Large pub groups focus on ‘efficient-to-operate’ units to offset operational pressures

The operational pressures now heaped on large pub groups is prompting many to focus on “purpose-built” sites that they can control more closely when seeking expansion.  

That’s according to property specialist Christie & Co, which has released its latest assessment of the pub market following a busy first six to seven months.

Paul Chaplin, head of pubs and restaurants and Christie, said that following decades of contraction, pub supply is now broadly balanced with good demand, with the rate of pub closures having stabilised to nearly nil, despite negative publicity to the contrary.

“Christie & Co has continued to see confidence manifest in investment, as established operators from industry stalwarts, such as Marston’s, McMullen & Sons and Everards continue to build new pubs,” he said. “With operational pressures having increased, it is these purpose-built, efficient-to-operate units that many of the bigger players consider to be the future of the sector.”

At the other end of the market, meanwhile, the private free house segment has continued to bounce back, with some return in lifestyle buyers.

“Growth aspirations amongst the most successful of these smaller operators has seen the number of multiple operators grow, many of whom continue to drive demand from a transactional perspective through their thirst for expansion,” remarked Mr Chaplin. “Private equity and investor interest remains strong, with those familiar with the sector able to differentiate between the well-publicised challenges faced by the restaurant sector and a vastly more structurally resilient pub sector.”

Looking ahead, Mr Chaplin said that overleveraged and underinvested businesses are still at risk and some casualties are still expected in the second half of the year and into 2019.

But he added that, generally speaking, top lines have continued to perform well, which has allowed leading operators to hold bottom-line profitability flat or even make marginal gains on a like-for-like basis.

“A number of businesses are operating defensively and looking to hold margins flat through the remainder of 2018. The most successful are targeting marginal EBITDA growth, which combined with some movement in multiples could result in an increase in asset prices of between four and eight per cent for the year.

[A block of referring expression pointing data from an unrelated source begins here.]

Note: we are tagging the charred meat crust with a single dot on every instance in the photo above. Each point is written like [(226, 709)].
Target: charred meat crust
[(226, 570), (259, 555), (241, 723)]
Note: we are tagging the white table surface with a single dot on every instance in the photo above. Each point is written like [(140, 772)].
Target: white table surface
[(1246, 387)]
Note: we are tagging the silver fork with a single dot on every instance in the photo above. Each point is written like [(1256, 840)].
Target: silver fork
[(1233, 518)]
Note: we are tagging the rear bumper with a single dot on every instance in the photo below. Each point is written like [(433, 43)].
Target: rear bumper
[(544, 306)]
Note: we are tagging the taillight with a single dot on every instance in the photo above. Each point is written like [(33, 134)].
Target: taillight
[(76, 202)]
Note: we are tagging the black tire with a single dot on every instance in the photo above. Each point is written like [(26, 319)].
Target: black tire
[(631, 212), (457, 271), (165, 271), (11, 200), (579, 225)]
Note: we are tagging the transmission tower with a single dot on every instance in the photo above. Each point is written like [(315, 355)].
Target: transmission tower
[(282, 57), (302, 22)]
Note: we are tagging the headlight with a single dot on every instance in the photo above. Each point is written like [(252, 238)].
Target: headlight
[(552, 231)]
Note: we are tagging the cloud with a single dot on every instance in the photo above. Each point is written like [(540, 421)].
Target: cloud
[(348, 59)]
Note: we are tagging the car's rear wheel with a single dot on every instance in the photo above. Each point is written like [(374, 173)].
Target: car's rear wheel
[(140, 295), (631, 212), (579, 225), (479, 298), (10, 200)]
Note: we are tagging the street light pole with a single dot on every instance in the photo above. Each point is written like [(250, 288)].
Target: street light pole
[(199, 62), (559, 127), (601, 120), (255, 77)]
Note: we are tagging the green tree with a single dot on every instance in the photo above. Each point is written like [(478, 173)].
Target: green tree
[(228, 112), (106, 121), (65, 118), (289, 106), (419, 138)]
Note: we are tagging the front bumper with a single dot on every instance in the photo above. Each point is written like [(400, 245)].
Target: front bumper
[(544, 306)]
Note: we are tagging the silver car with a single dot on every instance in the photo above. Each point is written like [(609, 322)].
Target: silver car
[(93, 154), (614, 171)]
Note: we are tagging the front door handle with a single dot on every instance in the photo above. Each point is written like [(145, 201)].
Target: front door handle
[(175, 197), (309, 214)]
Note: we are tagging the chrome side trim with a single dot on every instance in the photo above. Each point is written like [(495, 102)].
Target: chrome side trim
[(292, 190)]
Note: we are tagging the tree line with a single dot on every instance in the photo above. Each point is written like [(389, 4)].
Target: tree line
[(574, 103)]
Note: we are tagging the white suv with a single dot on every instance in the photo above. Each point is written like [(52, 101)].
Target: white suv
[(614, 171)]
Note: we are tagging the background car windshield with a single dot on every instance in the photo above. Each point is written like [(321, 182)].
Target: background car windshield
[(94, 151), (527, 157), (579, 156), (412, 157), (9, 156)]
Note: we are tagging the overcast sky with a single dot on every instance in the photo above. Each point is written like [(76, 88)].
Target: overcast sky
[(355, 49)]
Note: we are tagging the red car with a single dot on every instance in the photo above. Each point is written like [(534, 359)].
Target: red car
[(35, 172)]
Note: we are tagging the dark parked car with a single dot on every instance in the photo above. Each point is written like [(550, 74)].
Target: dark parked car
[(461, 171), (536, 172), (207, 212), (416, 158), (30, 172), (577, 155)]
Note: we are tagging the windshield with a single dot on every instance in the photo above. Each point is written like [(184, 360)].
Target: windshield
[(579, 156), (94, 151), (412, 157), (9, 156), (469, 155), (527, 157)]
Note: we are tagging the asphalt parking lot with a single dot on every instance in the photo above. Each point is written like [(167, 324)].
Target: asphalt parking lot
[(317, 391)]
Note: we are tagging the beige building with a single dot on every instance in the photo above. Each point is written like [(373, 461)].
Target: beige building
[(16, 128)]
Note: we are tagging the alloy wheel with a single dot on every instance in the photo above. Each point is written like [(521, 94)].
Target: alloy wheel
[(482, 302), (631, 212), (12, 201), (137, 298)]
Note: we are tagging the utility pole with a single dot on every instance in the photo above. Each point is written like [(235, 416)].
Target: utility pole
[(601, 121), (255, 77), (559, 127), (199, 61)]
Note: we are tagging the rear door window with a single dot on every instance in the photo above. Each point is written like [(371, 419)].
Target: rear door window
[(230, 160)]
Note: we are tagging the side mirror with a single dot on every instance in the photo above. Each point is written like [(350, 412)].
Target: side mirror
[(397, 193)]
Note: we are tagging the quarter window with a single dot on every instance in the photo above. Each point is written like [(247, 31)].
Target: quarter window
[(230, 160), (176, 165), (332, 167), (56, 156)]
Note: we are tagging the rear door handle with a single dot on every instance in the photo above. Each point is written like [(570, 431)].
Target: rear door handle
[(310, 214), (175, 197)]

“This growth is anticipated across the regions, driven by expanding multiple operators. The focus for many of these fast-growing businesses will remain on the talent agenda, namely recruiting and retaining the right talent to sustain their growth, and in doing so build a culture that allows their businesses to thrive.”

He concluded: “As we move into 2019, eyes will be focused on the National Living Wage’s April 2019 uplift and the still incredibly uncertain impact of Brexit, although long term prospects for 2020 and beyond are currently very positive.”